If nuclear material of whatever quality is trickling out of the former Soviet Union, nuclear engineers are too. In the early 1990s--well before Mahmood and his Pakistani colleagues may have got the itch to help out al-Qaeda--Russia intercepted a planeload of its missile scientists leaving the country to go work for North Korea. In the years since, out-of-work engineers have grown no less desperate, and Russian borders have grown no less porous--meaning that the brain drain may only grow worse.

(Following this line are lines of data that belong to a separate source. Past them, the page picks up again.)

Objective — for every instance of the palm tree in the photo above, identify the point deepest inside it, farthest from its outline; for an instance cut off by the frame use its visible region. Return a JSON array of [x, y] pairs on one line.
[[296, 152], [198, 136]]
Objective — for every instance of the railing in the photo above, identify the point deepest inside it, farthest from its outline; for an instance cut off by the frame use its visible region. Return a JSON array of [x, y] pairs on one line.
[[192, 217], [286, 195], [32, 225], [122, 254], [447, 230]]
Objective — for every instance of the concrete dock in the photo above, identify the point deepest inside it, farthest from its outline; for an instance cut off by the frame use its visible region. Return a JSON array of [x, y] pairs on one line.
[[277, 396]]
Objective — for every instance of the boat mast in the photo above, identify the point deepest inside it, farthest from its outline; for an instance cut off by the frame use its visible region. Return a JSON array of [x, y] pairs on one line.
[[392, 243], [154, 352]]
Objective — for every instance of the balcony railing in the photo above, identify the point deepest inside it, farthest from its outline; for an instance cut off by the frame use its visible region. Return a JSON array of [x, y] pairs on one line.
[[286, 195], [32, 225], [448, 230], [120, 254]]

But detonating a bomb won't take any technical assistance if bin Laden can get his hands on a few fully built--and widely feared--suitcase nukes. During the cold war, the Soviets built an unknown number of portable nuclear explosives, small enough to be carried in a case 8 in. by 16 in. by 24 in. After the East-West thaw, Russia claimed to have secured all the weapons, but plenty of people have doubts. In 1996, Russian General Alexander Lebed claimed that his government had lost track of 134 mini-nukes, and stories have circulated that bin Laden himself bought 20 of them from the Chechens for $30 million and two tons of opium.

Given the nature of post-Soviet record keeping--which often means no record keeping at all--the truth of the claims is impossible to determine. Colonel-General Igor Valynkin, a top official of the Russian Defense Ministry, dismisses the talk as "ravings," and even if there is more to the stories than that, there is reason to believe the danger is not as great as it seems. Though suitcase bombs may be out there, they may also be duds, since the tritium triggers needed to ignite them have probably decayed. "You need to recharge the tritium every six years," says Paul Leventhal of the Nuclear Control Institute. Of course, even partial detonation of a weapon could cause a lot of damage--and release a lot of radioactivity.